Треть свечи обратилась в текучий воск, Аксинья все раскладывала грамотки и отписки: за этой забавой она потеряла счет времени. Хозяин не спешил вернуться в свои покои, а Аксинью одолевала дремота. Она скинула летник и скользнула под теплое, подбитое волчьей шкурой одеяло. Уж давно шептались все, что знахарка проводит ночи в постели Строганова. Здесь она и останется.
Мех согревал, и в стылой горнице Аксинью охватил жар. Она выпростала из-под одеяла ногу, ловя холод разгоряченной плотью. Аксинья завозилась, ища удобное гнездышко, скоро поняла, что в горнице не одна. Тьма казалась непроглядной. Вовсе не жар, но тихий стук медленно снятых сапог, шорох одежды разбудил ее чуткое ухо. Она хотела встать с постели, приняв подобающий вид, поговорить со Строгановым. Или не хотела?
Он не дал времени на размышление, быстро сдернул одеяло, застыл, глядя на незваную гостью. Рубаха закрутилась вокруг ног, обнажая коленки, волосы разметались вокруг лица. Темнота должна была скрыть непотребство, но волк видел все. Аксинья ойкнула, попыталась поправить рубаху. Он, прошептав что-то неразборчивое: «Ведьма?» – лег на нее, прижал своим телом и – раздавил волю. Как всегда.
После той ночи Аксинья ждала его яростного внимания, горячих рук – руки, шарившей по телу. Что бы ни говорила Лукаше, Потехе и себе, она тосковала долгими зимними ночами по насмешливому голосу, по дерзким губам. Предвкушение разливалось по жилам ее, когда охальник был рядом.

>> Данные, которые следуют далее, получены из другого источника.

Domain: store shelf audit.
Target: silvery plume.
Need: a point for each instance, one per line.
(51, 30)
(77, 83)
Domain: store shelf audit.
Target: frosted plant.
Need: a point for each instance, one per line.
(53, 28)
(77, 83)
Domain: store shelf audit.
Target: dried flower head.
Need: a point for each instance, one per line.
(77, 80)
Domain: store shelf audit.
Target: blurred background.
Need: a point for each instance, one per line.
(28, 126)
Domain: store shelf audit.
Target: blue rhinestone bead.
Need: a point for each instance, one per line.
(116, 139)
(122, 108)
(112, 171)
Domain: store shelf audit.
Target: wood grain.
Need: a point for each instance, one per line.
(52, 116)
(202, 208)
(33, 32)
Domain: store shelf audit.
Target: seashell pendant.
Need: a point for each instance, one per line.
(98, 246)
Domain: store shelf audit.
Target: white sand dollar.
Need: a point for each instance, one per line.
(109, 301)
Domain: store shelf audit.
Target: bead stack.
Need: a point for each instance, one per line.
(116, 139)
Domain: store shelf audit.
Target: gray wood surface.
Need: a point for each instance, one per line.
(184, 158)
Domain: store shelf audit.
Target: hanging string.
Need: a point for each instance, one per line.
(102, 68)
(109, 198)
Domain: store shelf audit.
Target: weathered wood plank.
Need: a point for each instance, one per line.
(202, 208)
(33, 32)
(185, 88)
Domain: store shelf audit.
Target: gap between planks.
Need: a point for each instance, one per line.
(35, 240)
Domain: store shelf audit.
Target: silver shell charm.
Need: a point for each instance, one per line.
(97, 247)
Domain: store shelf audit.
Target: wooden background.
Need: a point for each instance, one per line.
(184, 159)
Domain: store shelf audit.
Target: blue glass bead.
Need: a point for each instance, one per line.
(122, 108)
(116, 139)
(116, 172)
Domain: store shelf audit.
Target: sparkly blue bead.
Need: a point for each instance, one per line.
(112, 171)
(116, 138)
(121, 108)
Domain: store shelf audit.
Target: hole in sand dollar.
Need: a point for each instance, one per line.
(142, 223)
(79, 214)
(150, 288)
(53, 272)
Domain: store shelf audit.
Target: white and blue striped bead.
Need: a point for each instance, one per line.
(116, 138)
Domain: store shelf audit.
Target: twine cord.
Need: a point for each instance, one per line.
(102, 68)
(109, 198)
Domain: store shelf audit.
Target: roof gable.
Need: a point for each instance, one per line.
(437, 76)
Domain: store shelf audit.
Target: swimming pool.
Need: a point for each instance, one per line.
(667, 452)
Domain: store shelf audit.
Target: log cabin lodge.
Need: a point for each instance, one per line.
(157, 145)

Находила ли тоска отклик в Степановом сердце, бог весть. Но движения ласковых пальцев, чертивших буквы на его напряженном животе, находили. Ее губы, язык, подчинявшиеся сначала настойчивой воле мужчины, а потом затеявшие свою игру, и грудь с животом, внезапно лишившиеся всякой защиты и прижимавшиеся все теснее к нему, и бедра, стосковавшиеся по похоти, блудодейству, находили.
Она двигалась вместе с ним, и пот с лица капал и капал, и что-то горячее и неотвязное подступало к Аксинье, клубилось в животе и ниже него, настолько мощное и страшное, что она попыталась вырваться, но где там! – и с одной рукой Степан держал ее – как волк законную добычу.
– Ты чего? – соизволил он разомкнуть уста, не дал ответить, вновь впился губами.
Шуя обхватила Аксинью, подтянула еще ближе, еще теснее – и что-то обрушилось на нее, закрутило, сжало, смелó. Потом она ощутила, как тяжел Строганов, навалившийся всей плотью, как слиплись они, словно пропитанные медом пряники, как вдавливается в ее грудь мешочек с косточками, что висел на Степановой шее.
Отпустил ее, скатился с Аксиньи и, кажется, в то же мгновение стал дышать ровно, провалившись в счастливый сон.
Знахарка понимала умом своим, что нужно уходить. Не получилось разговора – Бог с ним, найдет еще время. Но место рядом со Степаном казалось таким уютным, а постель такой мягкой… Она прижалась всем телом к мужчине и спокойно уснула.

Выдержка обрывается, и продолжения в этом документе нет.